Inbound marketing techniques, on the other hand, are initiated by the potential customer and are directed inward toward the company. When someone needs a new type of product or service and performs a Google search to find what they’re looking for, you want them to come to your website.
These people may or may not be familiar with your brand, but they are already further along toward making a purchase.
So these are often hot leads.

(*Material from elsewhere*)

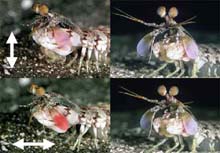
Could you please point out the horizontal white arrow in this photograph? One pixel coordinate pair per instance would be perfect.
(45, 144)
(11, 40)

They’re in the mood to learn about your products and how you can help them, and these leads will often convert to sales at a much higher rate than those who you reach using outbound methods.
Inbound marketing techniques such as blogging and search engine optimization (SEO) are used to position your company to capture these warmed up leads, particularly through your company website.
You Need Both Approaches for Maximum Results
Despite the drawbacks of outbound marketing and the hype over inbound marketing — the truth is that both methods can produce great results for your business.
Traditional big media ads can bring instant brand awareness to millions of people simultaneously, and you often have a captive audience who won’t simply click the back button on a whim.
Combining outbound and inbound marketing techniques is the best way to quickly grow your brand. If your marketing budget simply won’t allow for both at this point, then focus on inbound marketing tactics like blogging, guest posting, SEO and even social media marketing.
All of these methods can bring tons of traffic to your website, and you can convert traffic into sales from there.
It’s also important that you offer sales and channel marketing training to help your partners grow your sales, both online and offline.
By tracking the results of your marketing efforts, you’ll find methods that work really well for boosting sales of your products, so you’ll want to pass along those methods to magnify your results.
You want everyone in your sales channels to be using the most effective tactics, and communication is key to making that happen.
So there are benefits of using both inbound and outbound methodologies to market your business. Small companies and micro-businesses should start with inbound techniques due to their low cost and then test out some outbound methods online and in local media.
Larger businesses with substantial marketing budgets can engage in both right from the start.